Die Stellung des Schriftstellers Maxim Gorki in der Sowjet-Union ist mit der Situation irgendeines andren Schriftstellers in irgendeinem andren Lande nicht zu vergleichen. Es gibt auch hier, ausser ihm, viele hoch geschätzte und viel besprochene Autoren: es gibt Serafimowitsch und A. Tolstoi, Panferow und Iwanow, Ilya Ehrenburg, Cholokow, Tretjakow, Fedin, den Lyriker Pasternak. Aber Gorki ist der Patriarch, der ehrwürdige Liebling, die hohe Instanz. Gorki gehört zu den populärsten, den verehrtesten Figuren des Landes. Sein eigensinnig-gütiges, bäurisch-durchgeistigtes Haupt sieht dich aus jedem dritten Schaufenster an; im Kongress-Saal hing sein Bild in Riesenformat neben dem Bilde Stalins: der Dichter neben dem Leiter des Staates. Es wird mit ihm ein Kult getrieben, gegen den er selbst protestiert; er tat es auch im Rahmen des Kongresses: in seiner zweiten, abschliessenden Rede warnte er ausdrücklich vor der Überschätzung eines Einzelnen. Als er das Podium betrat, wollten die Ovationen nicht aufhören. Während er sprach, musste er sich der Photographen wie lästiger Fliegen erwehren. Er redete lange und mit leiser Stimme. Ich wage es nicht, seine Rede zu beurteilen, die ich in vielleicht ungenügender Übersetzung und abgekürzt kennenlernte. Sie schien mir von einem etwas starren marxistischen Dogmatismus; ich spürte in ihrer Conzeption nicht die Grösse, die man der Figur Gorki zugesteht – wie denn überhaupt die auf dem Kongress gehaltenen Reden weniger interessant und in einem gewissen Sinn rückständiger waren, als andere, weniger offiziöse Äusserungen des öffentlichen Lebens.

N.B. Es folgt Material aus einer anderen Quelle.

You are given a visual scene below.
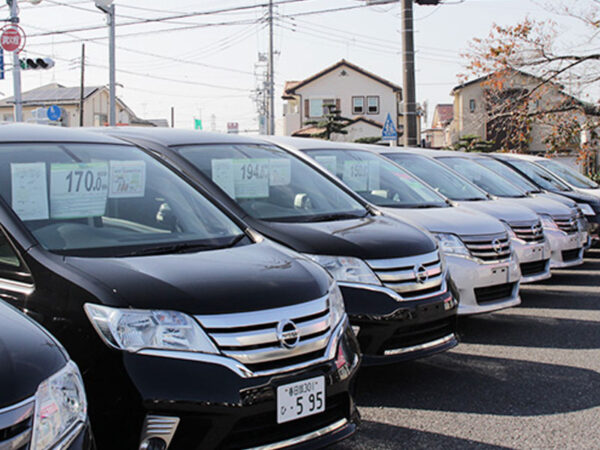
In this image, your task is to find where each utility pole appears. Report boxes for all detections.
[6,0,23,122]
[401,0,420,147]
[79,44,85,127]
[267,0,275,135]
[95,0,117,127]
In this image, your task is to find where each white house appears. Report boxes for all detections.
[282,59,403,141]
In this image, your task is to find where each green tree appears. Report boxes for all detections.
[450,134,494,153]
[304,108,350,141]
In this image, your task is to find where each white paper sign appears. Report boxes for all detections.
[50,162,108,219]
[211,159,235,197]
[233,158,269,198]
[108,161,146,198]
[10,163,49,220]
[315,156,337,175]
[269,159,292,186]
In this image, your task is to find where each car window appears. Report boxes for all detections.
[536,159,600,189]
[174,144,367,222]
[509,159,571,192]
[436,156,526,198]
[475,158,540,192]
[306,149,448,208]
[385,153,487,202]
[0,144,243,256]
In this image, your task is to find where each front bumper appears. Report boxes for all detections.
[511,238,552,284]
[544,229,587,269]
[339,283,458,365]
[446,255,521,316]
[91,320,360,450]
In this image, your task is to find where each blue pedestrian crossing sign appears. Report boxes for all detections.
[46,105,62,121]
[381,113,398,141]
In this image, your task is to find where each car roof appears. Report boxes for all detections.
[0,123,123,145]
[92,127,267,147]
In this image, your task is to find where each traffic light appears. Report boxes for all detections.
[19,58,54,70]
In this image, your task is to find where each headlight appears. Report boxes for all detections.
[305,255,381,285]
[84,303,219,353]
[500,220,518,239]
[540,214,558,230]
[433,233,471,256]
[329,281,346,329]
[31,361,87,450]
[577,203,596,216]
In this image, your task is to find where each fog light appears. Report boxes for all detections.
[140,438,167,450]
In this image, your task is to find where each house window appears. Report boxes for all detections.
[352,97,365,114]
[367,96,379,114]
[308,98,336,117]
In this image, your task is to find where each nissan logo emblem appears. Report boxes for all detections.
[413,266,429,284]
[492,238,502,253]
[277,320,300,349]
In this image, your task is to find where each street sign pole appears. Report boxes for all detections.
[6,0,23,122]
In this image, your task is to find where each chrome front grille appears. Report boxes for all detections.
[196,295,333,370]
[510,221,544,242]
[461,233,512,262]
[367,250,444,299]
[552,216,579,234]
[0,398,34,450]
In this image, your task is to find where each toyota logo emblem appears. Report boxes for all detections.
[277,320,300,349]
[413,266,429,284]
[492,238,502,253]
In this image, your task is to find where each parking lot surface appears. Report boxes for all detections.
[336,249,600,449]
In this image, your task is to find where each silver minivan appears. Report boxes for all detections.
[392,149,587,269]
[271,137,521,315]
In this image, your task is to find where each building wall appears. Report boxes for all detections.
[285,66,398,135]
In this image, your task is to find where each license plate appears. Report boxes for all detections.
[490,264,508,284]
[277,377,325,423]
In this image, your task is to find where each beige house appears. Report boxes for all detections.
[0,83,156,127]
[282,60,403,141]
[423,103,454,148]
[445,71,576,152]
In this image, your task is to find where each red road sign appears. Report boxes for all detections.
[0,24,25,53]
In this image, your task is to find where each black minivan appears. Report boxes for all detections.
[98,127,457,364]
[0,124,360,450]
[0,298,95,450]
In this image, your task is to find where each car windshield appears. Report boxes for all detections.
[536,159,600,189]
[0,143,245,256]
[306,149,448,208]
[475,158,541,193]
[385,153,488,202]
[436,156,527,198]
[174,144,368,222]
[508,158,572,192]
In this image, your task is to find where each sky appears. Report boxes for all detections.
[0,0,582,131]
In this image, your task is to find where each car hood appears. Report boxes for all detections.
[257,216,436,259]
[0,301,67,409]
[382,207,506,236]
[459,199,539,224]
[510,195,573,216]
[66,240,330,314]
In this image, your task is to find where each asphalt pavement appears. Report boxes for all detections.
[336,249,600,449]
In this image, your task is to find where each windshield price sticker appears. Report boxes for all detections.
[269,158,292,186]
[10,163,49,220]
[315,156,337,175]
[342,161,379,191]
[277,377,325,423]
[50,162,108,219]
[108,161,146,198]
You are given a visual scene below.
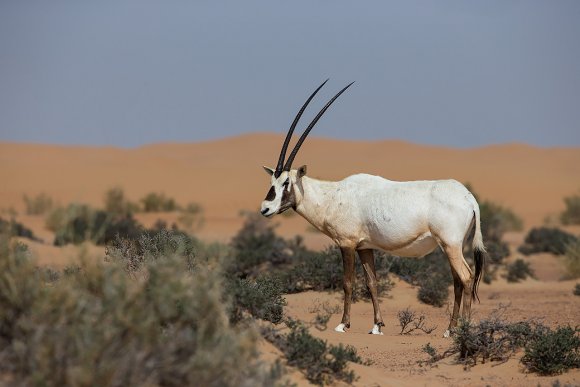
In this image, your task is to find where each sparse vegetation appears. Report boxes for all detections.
[506,258,534,282]
[562,239,580,279]
[0,235,275,386]
[141,192,179,212]
[47,204,141,246]
[397,308,437,335]
[518,227,578,255]
[522,326,580,375]
[430,305,580,375]
[0,218,38,240]
[560,194,580,224]
[22,192,54,215]
[226,213,292,277]
[265,320,362,385]
[385,249,453,307]
[229,277,286,324]
[106,228,199,274]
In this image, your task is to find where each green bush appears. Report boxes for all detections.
[397,308,437,335]
[560,194,580,224]
[141,192,179,212]
[226,213,292,277]
[0,235,275,386]
[0,218,40,241]
[47,204,141,246]
[104,187,139,216]
[562,239,580,279]
[447,315,541,366]
[383,249,453,307]
[229,277,286,324]
[518,227,578,255]
[105,228,199,273]
[506,258,534,282]
[522,326,580,375]
[267,320,362,385]
[22,192,53,215]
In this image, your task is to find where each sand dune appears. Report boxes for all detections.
[0,134,580,386]
[0,134,580,239]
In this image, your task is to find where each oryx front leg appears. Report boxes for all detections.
[334,247,355,332]
[358,249,385,335]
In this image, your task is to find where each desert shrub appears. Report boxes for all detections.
[280,247,344,293]
[0,218,39,241]
[506,258,534,282]
[47,204,141,246]
[431,305,580,375]
[22,192,53,215]
[397,308,437,335]
[522,326,580,375]
[177,203,205,231]
[266,320,362,385]
[562,239,580,279]
[105,228,199,273]
[518,227,578,255]
[383,249,453,307]
[141,192,179,212]
[230,277,286,324]
[104,187,139,216]
[226,213,292,277]
[560,194,580,224]
[454,315,543,365]
[0,235,274,386]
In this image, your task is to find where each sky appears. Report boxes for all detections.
[0,0,580,147]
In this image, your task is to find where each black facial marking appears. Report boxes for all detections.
[264,186,276,202]
[280,183,296,210]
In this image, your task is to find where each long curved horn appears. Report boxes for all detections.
[274,79,328,177]
[283,82,354,171]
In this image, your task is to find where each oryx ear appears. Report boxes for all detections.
[262,166,274,176]
[298,165,306,178]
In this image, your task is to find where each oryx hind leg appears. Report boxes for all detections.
[334,247,355,332]
[443,245,474,337]
[357,249,385,335]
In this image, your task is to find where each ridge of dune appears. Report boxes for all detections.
[0,133,580,230]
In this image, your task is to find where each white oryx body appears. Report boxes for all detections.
[291,171,479,257]
[261,82,485,336]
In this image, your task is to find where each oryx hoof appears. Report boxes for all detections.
[334,323,346,333]
[369,324,383,336]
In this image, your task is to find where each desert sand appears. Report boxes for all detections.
[0,134,580,386]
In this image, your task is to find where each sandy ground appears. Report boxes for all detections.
[0,134,580,229]
[0,134,580,386]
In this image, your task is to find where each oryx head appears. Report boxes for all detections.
[261,79,354,217]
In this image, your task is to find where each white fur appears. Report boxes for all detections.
[334,323,346,333]
[262,170,484,337]
[369,324,383,336]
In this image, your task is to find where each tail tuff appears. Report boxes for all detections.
[471,209,486,301]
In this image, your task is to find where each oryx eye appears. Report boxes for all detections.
[264,186,276,202]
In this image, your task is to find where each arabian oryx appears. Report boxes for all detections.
[261,80,485,337]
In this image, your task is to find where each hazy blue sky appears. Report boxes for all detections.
[0,0,580,147]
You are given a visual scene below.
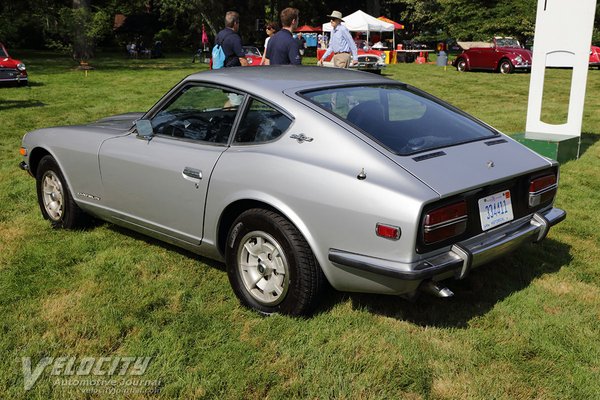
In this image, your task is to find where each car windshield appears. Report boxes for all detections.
[301,85,499,155]
[496,38,521,49]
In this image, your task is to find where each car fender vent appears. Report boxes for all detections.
[413,151,446,162]
[485,139,506,146]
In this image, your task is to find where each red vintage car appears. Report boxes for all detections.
[452,37,532,74]
[0,43,27,85]
[590,46,600,69]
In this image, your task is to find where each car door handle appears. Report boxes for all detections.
[182,167,202,182]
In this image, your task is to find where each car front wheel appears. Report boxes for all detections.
[36,156,87,229]
[225,209,325,315]
[498,60,515,74]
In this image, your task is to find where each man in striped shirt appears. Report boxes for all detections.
[318,11,358,68]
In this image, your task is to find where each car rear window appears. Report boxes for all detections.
[301,85,499,155]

Man bekommt hier viel berichtet von der erstaunlich vielseitigen, pädagogischen und produktiven Tätigkeit dieses gefeierten alten Mannes, Gorki. Die Legende seiner riesenhaften Leistung macht ihn ehrwürdig, auch für den Fremden. Mit einer echten Ehrfurcht betritt man sein Haus.

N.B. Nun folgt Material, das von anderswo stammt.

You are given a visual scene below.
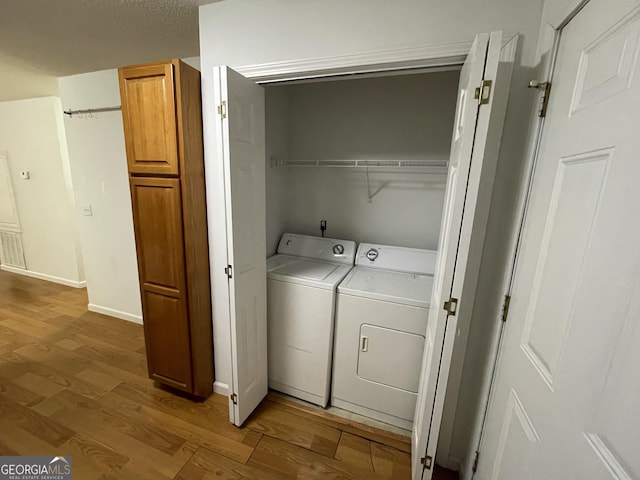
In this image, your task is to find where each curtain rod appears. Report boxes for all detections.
[63,105,122,117]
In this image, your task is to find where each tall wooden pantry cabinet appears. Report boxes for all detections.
[118,59,213,397]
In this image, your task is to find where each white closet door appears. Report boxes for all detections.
[214,67,268,426]
[411,32,516,480]
[475,0,640,480]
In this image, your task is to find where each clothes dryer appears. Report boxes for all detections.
[331,243,437,430]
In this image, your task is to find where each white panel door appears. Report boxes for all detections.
[475,0,640,480]
[411,32,516,480]
[214,67,268,426]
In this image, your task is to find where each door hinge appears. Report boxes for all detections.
[420,455,433,470]
[527,80,551,117]
[471,450,480,473]
[218,100,227,118]
[444,297,458,315]
[502,295,511,322]
[473,80,493,105]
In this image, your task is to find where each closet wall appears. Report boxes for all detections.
[0,97,84,287]
[265,70,459,254]
[58,57,199,323]
[59,70,142,323]
[200,0,544,468]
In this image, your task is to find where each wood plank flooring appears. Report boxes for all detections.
[0,271,458,480]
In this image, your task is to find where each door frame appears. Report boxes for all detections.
[212,35,516,454]
[472,0,589,480]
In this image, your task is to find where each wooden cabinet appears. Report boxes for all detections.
[119,60,213,397]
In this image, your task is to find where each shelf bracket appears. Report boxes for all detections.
[365,165,387,203]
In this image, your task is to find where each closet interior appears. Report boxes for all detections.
[265,67,460,429]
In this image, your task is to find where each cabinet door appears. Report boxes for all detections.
[119,63,178,176]
[130,177,193,391]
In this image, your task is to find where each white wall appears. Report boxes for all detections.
[0,53,58,102]
[59,70,142,323]
[266,71,459,253]
[0,97,84,286]
[200,0,542,466]
[58,57,200,323]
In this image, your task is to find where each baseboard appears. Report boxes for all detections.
[88,303,142,325]
[0,265,87,288]
[213,381,229,396]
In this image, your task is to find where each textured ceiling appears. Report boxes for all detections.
[0,0,218,76]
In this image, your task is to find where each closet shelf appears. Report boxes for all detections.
[274,159,449,168]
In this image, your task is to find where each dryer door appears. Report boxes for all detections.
[358,323,424,393]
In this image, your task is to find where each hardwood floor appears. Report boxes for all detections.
[0,271,458,480]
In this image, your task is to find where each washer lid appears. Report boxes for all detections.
[267,255,351,290]
[278,233,356,265]
[356,243,438,275]
[338,267,433,308]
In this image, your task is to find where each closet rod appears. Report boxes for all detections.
[63,105,122,117]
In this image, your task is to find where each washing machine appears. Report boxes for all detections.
[267,233,356,407]
[331,243,437,430]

Wir sind einen Abend lang seine Gäste gewesen – ein grosser Abend, der mit Diskussion begann und mit Trinksprüchen endete. – Der Schriftsteller Gorki empfing seine Schriftsteller-Gäste in einem fürstlichen Haus. Während man im ersten Stock um eine lange Tafel sass und Fragen an den Hausherrn richtete, der als ein etwas enerviertes Orakel in der Mitte thronte, erschienen einige sehr hohe Mitglieder der Sowjet-Regierung, es waren mächtige Männer, die mächtigsten vielleicht nach dem allermächtigsten: ihr Auftreten war nicht anders als das der Deputation einer Fabrik es gewesen wäre, an diesem Abend waren sie Gorkis Gäste und unsere Tischgenossen, es war eine Demonstration der Regierung für die Literatur.
Sie erschienen vielleicht grade in dem Augenblick, als Gorki gefragt wurde, was er von Céline oder von John dos Passos halte. Er äusserte sich ziemlich ablehnend über Beide; er bewahrt sich eine strenge Haltung dem gegenüber, was im Westen produziert wird – darin im Gegensatz zum grossen sowjet-russischen Publikum –: es scheint ihm den Forderungen des sozialistischen Realismus nicht gerecht zu werden.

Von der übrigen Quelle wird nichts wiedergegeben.